Next Day Wildfire Spread: A Machine Learning Data Set to Predict Wildfire Spreading from Remote-Sensing Data

This is the code accompanying the paper "Next Day Wildfire Spread: A Machine Learning Data Set to Predict Wildfire Spreading from Remote-Sensing Data".

The dataset can be found on Kaggle.

If you use this code or data, please cite:

F. Huot, R. L. Hu, N. Goyal, T. Sankar, M. Ihme, and Y.-F. Chen, “Next Day Wildfire Spread: A Machine Learning Data Set to Predict Wildfire Spreading from Remote-Sensing Data”, arXiv preprint, 2021.

Data Demo

dataset_demo.ipynb is a Jupyter Notebook demonstrating how to load and parse the data set.

Data Export

To export the data yourself, ensure you have a Google Storage bucket. Here is an example command, substituting your own bucket.

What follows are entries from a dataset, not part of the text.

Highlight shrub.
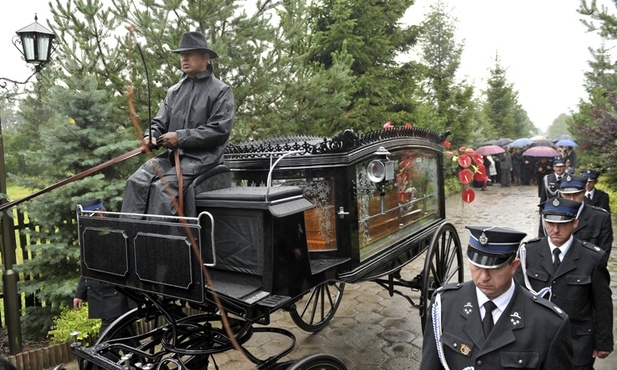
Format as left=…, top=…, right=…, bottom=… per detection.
left=48, top=304, right=100, bottom=344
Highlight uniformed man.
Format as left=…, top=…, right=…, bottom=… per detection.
left=538, top=157, right=566, bottom=237
left=515, top=197, right=613, bottom=370
left=559, top=174, right=613, bottom=253
left=421, top=226, right=572, bottom=370
left=582, top=169, right=611, bottom=213
left=539, top=157, right=566, bottom=209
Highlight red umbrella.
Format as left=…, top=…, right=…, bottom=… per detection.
left=522, top=146, right=560, bottom=157
left=475, top=145, right=505, bottom=156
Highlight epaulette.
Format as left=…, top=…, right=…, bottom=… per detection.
left=580, top=240, right=604, bottom=254
left=531, top=295, right=568, bottom=319
left=434, top=282, right=463, bottom=295
left=589, top=204, right=609, bottom=214
left=523, top=237, right=541, bottom=244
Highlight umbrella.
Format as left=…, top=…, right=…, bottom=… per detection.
left=555, top=139, right=578, bottom=147
left=475, top=145, right=505, bottom=156
left=509, top=138, right=533, bottom=148
left=531, top=139, right=554, bottom=147
left=523, top=146, right=560, bottom=158
left=494, top=138, right=513, bottom=147
left=481, top=140, right=498, bottom=146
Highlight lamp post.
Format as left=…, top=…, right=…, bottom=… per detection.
left=0, top=14, right=55, bottom=355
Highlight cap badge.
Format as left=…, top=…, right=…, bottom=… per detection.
left=479, top=232, right=488, bottom=245
left=460, top=343, right=471, bottom=356
left=552, top=198, right=560, bottom=206
left=565, top=175, right=572, bottom=182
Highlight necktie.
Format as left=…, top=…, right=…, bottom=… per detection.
left=553, top=249, right=561, bottom=272
left=587, top=193, right=592, bottom=200
left=482, top=301, right=497, bottom=337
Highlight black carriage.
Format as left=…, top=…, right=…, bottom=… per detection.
left=67, top=126, right=464, bottom=369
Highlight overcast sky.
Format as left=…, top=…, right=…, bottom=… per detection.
left=405, top=0, right=609, bottom=132
left=1, top=0, right=612, bottom=133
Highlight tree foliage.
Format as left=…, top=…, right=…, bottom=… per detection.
left=482, top=54, right=535, bottom=139
left=416, top=0, right=476, bottom=145
left=570, top=0, right=617, bottom=182
left=308, top=0, right=424, bottom=134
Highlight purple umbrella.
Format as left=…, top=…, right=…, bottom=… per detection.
left=475, top=145, right=506, bottom=156
left=523, top=146, right=560, bottom=158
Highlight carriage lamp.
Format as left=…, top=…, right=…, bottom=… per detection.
left=367, top=146, right=395, bottom=214
left=367, top=147, right=395, bottom=183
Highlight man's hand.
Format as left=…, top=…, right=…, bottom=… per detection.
left=593, top=350, right=611, bottom=359
left=142, top=135, right=158, bottom=150
left=158, top=132, right=179, bottom=149
left=73, top=298, right=83, bottom=310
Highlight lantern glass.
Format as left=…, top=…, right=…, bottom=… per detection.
left=20, top=33, right=36, bottom=62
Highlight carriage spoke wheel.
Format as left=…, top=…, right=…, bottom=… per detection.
left=289, top=281, right=345, bottom=332
left=419, top=222, right=463, bottom=332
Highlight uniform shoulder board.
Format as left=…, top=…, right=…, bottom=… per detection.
left=531, top=295, right=568, bottom=319
left=580, top=240, right=604, bottom=254
left=434, top=282, right=463, bottom=294
left=590, top=205, right=609, bottom=214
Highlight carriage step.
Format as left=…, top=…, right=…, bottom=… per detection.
left=310, top=258, right=350, bottom=275
left=258, top=294, right=293, bottom=308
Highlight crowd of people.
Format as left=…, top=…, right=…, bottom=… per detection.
left=473, top=144, right=578, bottom=190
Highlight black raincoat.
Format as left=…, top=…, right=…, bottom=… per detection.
left=121, top=65, right=235, bottom=216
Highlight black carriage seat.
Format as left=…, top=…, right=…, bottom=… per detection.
left=195, top=186, right=315, bottom=309
left=183, top=164, right=232, bottom=217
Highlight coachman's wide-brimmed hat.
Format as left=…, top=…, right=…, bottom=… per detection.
left=172, top=32, right=218, bottom=59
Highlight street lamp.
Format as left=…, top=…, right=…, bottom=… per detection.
left=0, top=14, right=55, bottom=355
left=1, top=14, right=55, bottom=95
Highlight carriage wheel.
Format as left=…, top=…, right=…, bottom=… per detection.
left=289, top=281, right=345, bottom=332
left=419, top=222, right=463, bottom=332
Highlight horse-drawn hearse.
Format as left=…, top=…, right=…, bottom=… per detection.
left=63, top=126, right=464, bottom=369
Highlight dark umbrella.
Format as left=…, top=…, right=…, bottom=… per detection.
left=494, top=138, right=513, bottom=147
left=531, top=139, right=554, bottom=147
left=475, top=145, right=506, bottom=156
left=523, top=146, right=560, bottom=157
left=555, top=139, right=578, bottom=147
left=509, top=138, right=533, bottom=148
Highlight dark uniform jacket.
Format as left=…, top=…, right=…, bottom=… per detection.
left=514, top=237, right=613, bottom=368
left=421, top=281, right=572, bottom=370
left=539, top=173, right=563, bottom=212
left=585, top=188, right=610, bottom=214
left=574, top=203, right=613, bottom=253
left=75, top=278, right=135, bottom=320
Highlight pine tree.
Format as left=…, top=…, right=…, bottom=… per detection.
left=308, top=0, right=422, bottom=134
left=484, top=55, right=522, bottom=139
left=416, top=0, right=475, bottom=144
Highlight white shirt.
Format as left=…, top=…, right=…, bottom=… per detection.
left=548, top=235, right=574, bottom=263
left=476, top=280, right=515, bottom=324
left=585, top=189, right=595, bottom=200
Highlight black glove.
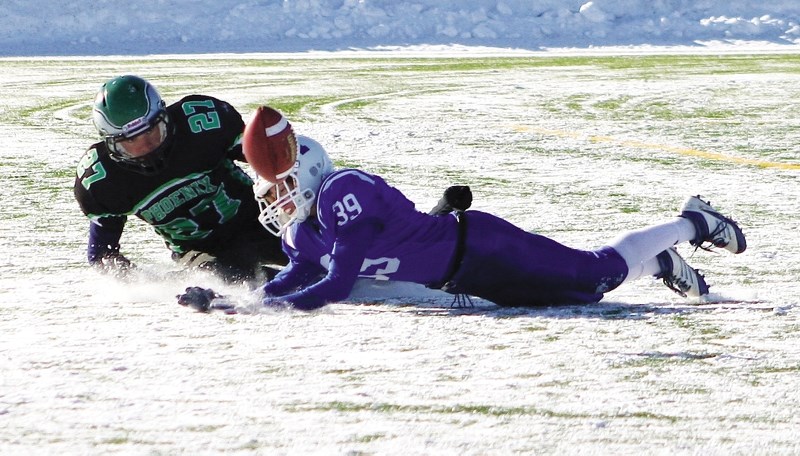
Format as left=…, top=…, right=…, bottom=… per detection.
left=177, top=287, right=222, bottom=313
left=93, top=251, right=136, bottom=279
left=429, top=185, right=473, bottom=215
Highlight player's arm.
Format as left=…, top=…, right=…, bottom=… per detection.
left=74, top=155, right=134, bottom=273
left=262, top=256, right=325, bottom=296
left=267, top=219, right=380, bottom=311
left=86, top=216, right=135, bottom=273
left=213, top=98, right=246, bottom=161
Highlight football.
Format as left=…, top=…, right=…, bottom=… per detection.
left=242, top=106, right=298, bottom=182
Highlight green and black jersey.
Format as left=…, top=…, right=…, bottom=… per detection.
left=74, top=95, right=264, bottom=258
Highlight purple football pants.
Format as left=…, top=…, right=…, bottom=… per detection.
left=443, top=211, right=628, bottom=307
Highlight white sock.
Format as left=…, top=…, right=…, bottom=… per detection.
left=624, top=256, right=665, bottom=283
left=606, top=218, right=697, bottom=284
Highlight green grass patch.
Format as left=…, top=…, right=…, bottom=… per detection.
left=241, top=95, right=342, bottom=118
left=593, top=95, right=632, bottom=111
left=287, top=400, right=681, bottom=423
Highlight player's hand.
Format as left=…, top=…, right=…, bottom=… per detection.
left=95, top=252, right=136, bottom=278
left=177, top=287, right=221, bottom=312
left=262, top=296, right=291, bottom=310
left=429, top=185, right=472, bottom=215
left=444, top=185, right=472, bottom=211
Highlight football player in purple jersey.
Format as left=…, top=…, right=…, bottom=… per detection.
left=191, top=126, right=745, bottom=311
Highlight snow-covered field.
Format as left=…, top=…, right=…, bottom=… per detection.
left=1, top=52, right=799, bottom=454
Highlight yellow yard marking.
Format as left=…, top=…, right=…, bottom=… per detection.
left=514, top=126, right=800, bottom=171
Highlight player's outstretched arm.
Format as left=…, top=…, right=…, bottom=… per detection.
left=265, top=220, right=379, bottom=311
left=262, top=259, right=324, bottom=297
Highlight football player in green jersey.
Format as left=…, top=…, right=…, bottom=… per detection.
left=74, top=75, right=286, bottom=282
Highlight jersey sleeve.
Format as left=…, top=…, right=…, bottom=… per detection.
left=179, top=95, right=245, bottom=162
left=87, top=217, right=126, bottom=263
left=214, top=99, right=246, bottom=161
left=274, top=218, right=380, bottom=311
left=74, top=147, right=129, bottom=263
left=263, top=256, right=325, bottom=296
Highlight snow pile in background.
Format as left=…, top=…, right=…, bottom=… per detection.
left=1, top=0, right=799, bottom=56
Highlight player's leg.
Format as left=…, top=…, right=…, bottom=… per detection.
left=608, top=195, right=745, bottom=275
left=173, top=222, right=288, bottom=283
left=445, top=211, right=628, bottom=306
left=213, top=222, right=288, bottom=282
left=606, top=217, right=695, bottom=280
left=606, top=217, right=710, bottom=297
left=606, top=195, right=744, bottom=298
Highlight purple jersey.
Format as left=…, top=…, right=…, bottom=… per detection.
left=264, top=169, right=459, bottom=309
left=264, top=169, right=629, bottom=310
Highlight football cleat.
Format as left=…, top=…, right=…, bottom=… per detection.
left=655, top=247, right=709, bottom=298
left=680, top=195, right=746, bottom=254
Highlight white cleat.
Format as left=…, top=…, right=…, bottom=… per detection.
left=680, top=195, right=746, bottom=254
left=655, top=247, right=709, bottom=298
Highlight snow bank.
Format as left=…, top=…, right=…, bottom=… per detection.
left=1, top=0, right=799, bottom=55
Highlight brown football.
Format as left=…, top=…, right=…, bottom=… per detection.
left=242, top=106, right=298, bottom=182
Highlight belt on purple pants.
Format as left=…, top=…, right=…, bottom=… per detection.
left=427, top=211, right=468, bottom=290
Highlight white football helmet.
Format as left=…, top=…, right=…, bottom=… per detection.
left=254, top=137, right=334, bottom=236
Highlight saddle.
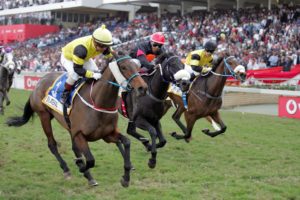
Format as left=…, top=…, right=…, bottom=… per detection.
left=42, top=73, right=86, bottom=115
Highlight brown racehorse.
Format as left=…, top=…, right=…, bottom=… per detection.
left=165, top=55, right=246, bottom=142
left=6, top=51, right=148, bottom=187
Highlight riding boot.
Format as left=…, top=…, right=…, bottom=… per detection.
left=61, top=83, right=72, bottom=105
left=190, top=73, right=196, bottom=82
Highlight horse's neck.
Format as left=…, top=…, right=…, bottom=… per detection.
left=205, top=62, right=227, bottom=96
left=148, top=69, right=169, bottom=99
left=92, top=69, right=119, bottom=108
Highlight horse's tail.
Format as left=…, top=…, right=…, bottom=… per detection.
left=6, top=99, right=34, bottom=127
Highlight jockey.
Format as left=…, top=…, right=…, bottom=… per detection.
left=185, top=40, right=217, bottom=81
left=60, top=24, right=113, bottom=104
left=129, top=32, right=166, bottom=73
left=0, top=46, right=16, bottom=89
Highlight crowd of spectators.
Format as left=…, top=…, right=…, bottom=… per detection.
left=6, top=3, right=300, bottom=73
left=0, top=0, right=74, bottom=10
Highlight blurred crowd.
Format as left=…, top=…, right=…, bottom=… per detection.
left=0, top=0, right=74, bottom=10
left=6, top=3, right=300, bottom=72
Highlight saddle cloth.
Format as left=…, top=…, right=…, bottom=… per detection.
left=42, top=73, right=85, bottom=115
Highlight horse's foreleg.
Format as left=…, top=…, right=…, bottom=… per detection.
left=4, top=92, right=10, bottom=106
left=127, top=121, right=150, bottom=151
left=0, top=92, right=4, bottom=115
left=73, top=133, right=97, bottom=186
left=155, top=122, right=167, bottom=149
left=72, top=140, right=97, bottom=186
left=39, top=112, right=70, bottom=179
left=183, top=112, right=197, bottom=142
left=117, top=134, right=131, bottom=188
left=202, top=112, right=227, bottom=137
left=136, top=119, right=157, bottom=169
left=170, top=106, right=187, bottom=140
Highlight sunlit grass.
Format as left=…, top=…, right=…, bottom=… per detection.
left=0, top=89, right=299, bottom=200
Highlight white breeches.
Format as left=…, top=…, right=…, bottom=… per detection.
left=60, top=54, right=98, bottom=85
left=184, top=64, right=200, bottom=76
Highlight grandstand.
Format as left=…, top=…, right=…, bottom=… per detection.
left=1, top=0, right=300, bottom=119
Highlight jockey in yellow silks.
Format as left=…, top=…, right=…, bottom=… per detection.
left=60, top=24, right=113, bottom=105
left=185, top=40, right=217, bottom=81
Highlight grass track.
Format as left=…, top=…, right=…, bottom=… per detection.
left=0, top=89, right=299, bottom=200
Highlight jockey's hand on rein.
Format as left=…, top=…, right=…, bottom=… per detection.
left=92, top=72, right=102, bottom=80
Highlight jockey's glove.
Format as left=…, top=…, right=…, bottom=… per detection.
left=92, top=72, right=102, bottom=80
left=202, top=67, right=212, bottom=73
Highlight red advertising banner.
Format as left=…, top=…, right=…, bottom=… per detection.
left=278, top=96, right=300, bottom=119
left=0, top=24, right=59, bottom=44
left=24, top=76, right=41, bottom=90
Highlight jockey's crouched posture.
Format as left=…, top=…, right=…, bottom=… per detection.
left=129, top=32, right=166, bottom=73
left=60, top=24, right=113, bottom=105
left=0, top=45, right=16, bottom=90
left=185, top=40, right=217, bottom=81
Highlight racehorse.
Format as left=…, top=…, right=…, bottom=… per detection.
left=121, top=52, right=191, bottom=168
left=0, top=61, right=18, bottom=115
left=165, top=54, right=246, bottom=142
left=6, top=51, right=148, bottom=187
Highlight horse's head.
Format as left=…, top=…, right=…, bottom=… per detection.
left=111, top=51, right=148, bottom=96
left=155, top=52, right=190, bottom=92
left=214, top=55, right=246, bottom=82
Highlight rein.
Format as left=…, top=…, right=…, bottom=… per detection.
left=146, top=55, right=180, bottom=102
left=197, top=56, right=237, bottom=100
left=77, top=55, right=139, bottom=113
left=210, top=56, right=238, bottom=78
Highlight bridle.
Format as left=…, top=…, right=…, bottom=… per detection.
left=147, top=55, right=182, bottom=102
left=210, top=56, right=239, bottom=79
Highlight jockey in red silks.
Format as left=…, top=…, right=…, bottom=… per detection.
left=129, top=32, right=166, bottom=73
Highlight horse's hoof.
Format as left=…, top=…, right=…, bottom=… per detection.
left=148, top=159, right=156, bottom=169
left=88, top=179, right=98, bottom=186
left=170, top=132, right=177, bottom=137
left=184, top=137, right=192, bottom=143
left=63, top=171, right=72, bottom=180
left=120, top=178, right=129, bottom=188
left=202, top=129, right=209, bottom=134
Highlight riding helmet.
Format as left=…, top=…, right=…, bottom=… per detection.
left=92, top=24, right=113, bottom=46
left=204, top=41, right=217, bottom=52
left=150, top=32, right=165, bottom=45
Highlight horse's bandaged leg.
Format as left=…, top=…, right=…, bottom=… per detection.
left=211, top=119, right=221, bottom=131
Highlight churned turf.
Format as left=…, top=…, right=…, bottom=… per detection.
left=0, top=89, right=299, bottom=200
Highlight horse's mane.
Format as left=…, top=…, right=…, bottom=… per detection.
left=154, top=52, right=175, bottom=65
left=212, top=56, right=223, bottom=71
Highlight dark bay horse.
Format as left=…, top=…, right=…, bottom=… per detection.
left=6, top=51, right=148, bottom=187
left=121, top=52, right=191, bottom=168
left=0, top=64, right=16, bottom=114
left=165, top=55, right=246, bottom=142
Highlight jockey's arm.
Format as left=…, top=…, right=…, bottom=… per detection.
left=72, top=45, right=94, bottom=78
left=137, top=54, right=155, bottom=70
left=190, top=54, right=202, bottom=73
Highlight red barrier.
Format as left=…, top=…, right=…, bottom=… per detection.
left=0, top=24, right=59, bottom=44
left=278, top=96, right=300, bottom=119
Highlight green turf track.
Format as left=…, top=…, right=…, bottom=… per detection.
left=0, top=89, right=299, bottom=200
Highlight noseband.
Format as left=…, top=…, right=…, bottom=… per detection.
left=108, top=56, right=140, bottom=91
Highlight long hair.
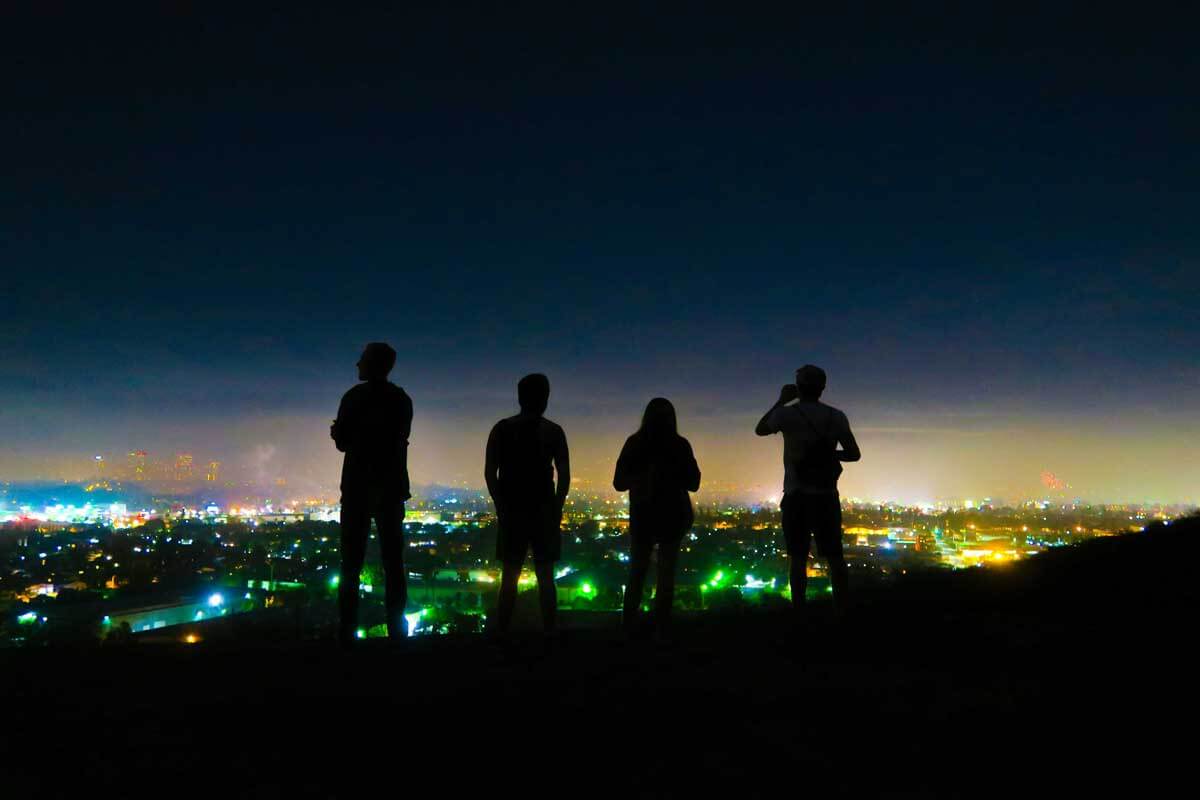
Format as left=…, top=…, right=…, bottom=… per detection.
left=639, top=397, right=678, bottom=441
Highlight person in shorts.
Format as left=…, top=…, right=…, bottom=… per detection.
left=484, top=374, right=570, bottom=636
left=756, top=364, right=860, bottom=620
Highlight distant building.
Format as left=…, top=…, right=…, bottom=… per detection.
left=174, top=453, right=193, bottom=482
left=128, top=450, right=147, bottom=481
left=109, top=593, right=239, bottom=634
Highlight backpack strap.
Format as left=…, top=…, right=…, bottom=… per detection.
left=799, top=406, right=838, bottom=442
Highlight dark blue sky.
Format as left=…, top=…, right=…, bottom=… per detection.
left=3, top=4, right=1198, bottom=501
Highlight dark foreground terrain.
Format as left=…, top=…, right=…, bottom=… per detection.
left=4, top=519, right=1196, bottom=798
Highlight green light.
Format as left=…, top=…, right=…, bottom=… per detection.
left=18, top=611, right=37, bottom=624
left=580, top=582, right=595, bottom=596
left=404, top=609, right=426, bottom=636
left=329, top=574, right=340, bottom=588
left=356, top=628, right=366, bottom=639
left=102, top=615, right=111, bottom=625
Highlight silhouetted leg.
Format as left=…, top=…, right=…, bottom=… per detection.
left=789, top=551, right=809, bottom=614
left=624, top=535, right=651, bottom=632
left=496, top=558, right=523, bottom=634
left=533, top=561, right=557, bottom=633
left=623, top=565, right=647, bottom=631
left=377, top=502, right=407, bottom=639
left=338, top=503, right=370, bottom=646
left=781, top=495, right=810, bottom=618
left=654, top=538, right=681, bottom=636
left=827, top=553, right=849, bottom=617
left=822, top=494, right=848, bottom=618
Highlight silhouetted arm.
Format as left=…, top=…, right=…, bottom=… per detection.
left=755, top=384, right=798, bottom=436
left=484, top=423, right=504, bottom=511
left=398, top=392, right=413, bottom=447
left=836, top=414, right=861, bottom=462
left=613, top=438, right=635, bottom=492
left=396, top=391, right=414, bottom=498
left=331, top=393, right=351, bottom=452
left=553, top=427, right=571, bottom=509
left=681, top=440, right=701, bottom=492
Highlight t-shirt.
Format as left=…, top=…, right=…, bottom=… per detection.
left=333, top=381, right=413, bottom=503
left=487, top=414, right=567, bottom=510
left=764, top=401, right=850, bottom=495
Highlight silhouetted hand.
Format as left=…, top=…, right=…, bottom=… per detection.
left=778, top=384, right=799, bottom=405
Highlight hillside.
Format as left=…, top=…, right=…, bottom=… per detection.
left=4, top=518, right=1196, bottom=797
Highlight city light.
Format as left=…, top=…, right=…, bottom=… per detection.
left=0, top=480, right=1184, bottom=648
left=405, top=609, right=427, bottom=637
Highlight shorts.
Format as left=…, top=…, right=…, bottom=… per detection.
left=497, top=502, right=561, bottom=565
left=781, top=491, right=844, bottom=559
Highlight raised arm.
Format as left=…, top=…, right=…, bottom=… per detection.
left=836, top=414, right=861, bottom=463
left=755, top=384, right=798, bottom=436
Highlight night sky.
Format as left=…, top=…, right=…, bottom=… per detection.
left=3, top=5, right=1197, bottom=502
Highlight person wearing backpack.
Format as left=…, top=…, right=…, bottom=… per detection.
left=755, top=364, right=860, bottom=625
left=613, top=397, right=701, bottom=641
left=484, top=373, right=571, bottom=638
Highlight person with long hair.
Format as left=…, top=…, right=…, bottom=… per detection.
left=613, top=398, right=701, bottom=639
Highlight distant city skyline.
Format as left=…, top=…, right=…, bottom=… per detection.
left=4, top=397, right=1197, bottom=506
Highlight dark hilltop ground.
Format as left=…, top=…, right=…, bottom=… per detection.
left=4, top=518, right=1196, bottom=798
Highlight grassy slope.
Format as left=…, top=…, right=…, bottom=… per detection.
left=4, top=518, right=1196, bottom=797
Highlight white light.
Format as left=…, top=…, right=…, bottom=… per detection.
left=207, top=593, right=224, bottom=607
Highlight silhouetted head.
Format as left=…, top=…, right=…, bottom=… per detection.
left=639, top=397, right=678, bottom=441
left=795, top=364, right=827, bottom=400
left=517, top=373, right=550, bottom=415
left=358, top=342, right=396, bottom=382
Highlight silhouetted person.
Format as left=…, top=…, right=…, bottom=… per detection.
left=614, top=398, right=700, bottom=640
left=330, top=342, right=412, bottom=647
left=484, top=373, right=570, bottom=636
left=756, top=364, right=860, bottom=624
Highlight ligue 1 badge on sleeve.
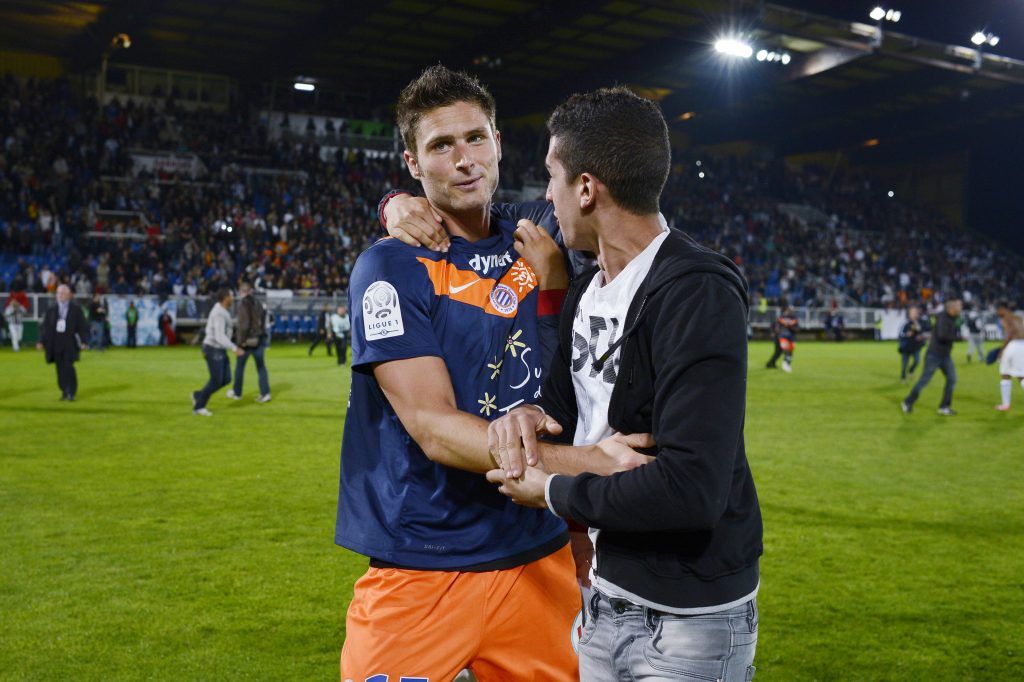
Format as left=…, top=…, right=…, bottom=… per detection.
left=363, top=281, right=405, bottom=340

python3 -m simulation_research.next_day_wildfire_spread.data_export.export_ee_training_data_main \
--bucket=${BUCKET} \
--start_date="2020-01-01" \
--end_date="2021-01-01"

With the output of the previous export job, you can extract ongoing fires (fires for which there is at least one positive fire label in the PrevFireMask and in the FireMask) and write them to TFRecords. Here is an example command, substituting the location of your data (copied from Google Cloud to a local directory).

python3 -m simulation_research.next_day_wildfire_spread.data_export.extract_ongoing_fires_main \
--file_pattern="${DATA_DIR}/*.tfrecord.gz" \
--out_file_prefix="${DATA_DIR}/"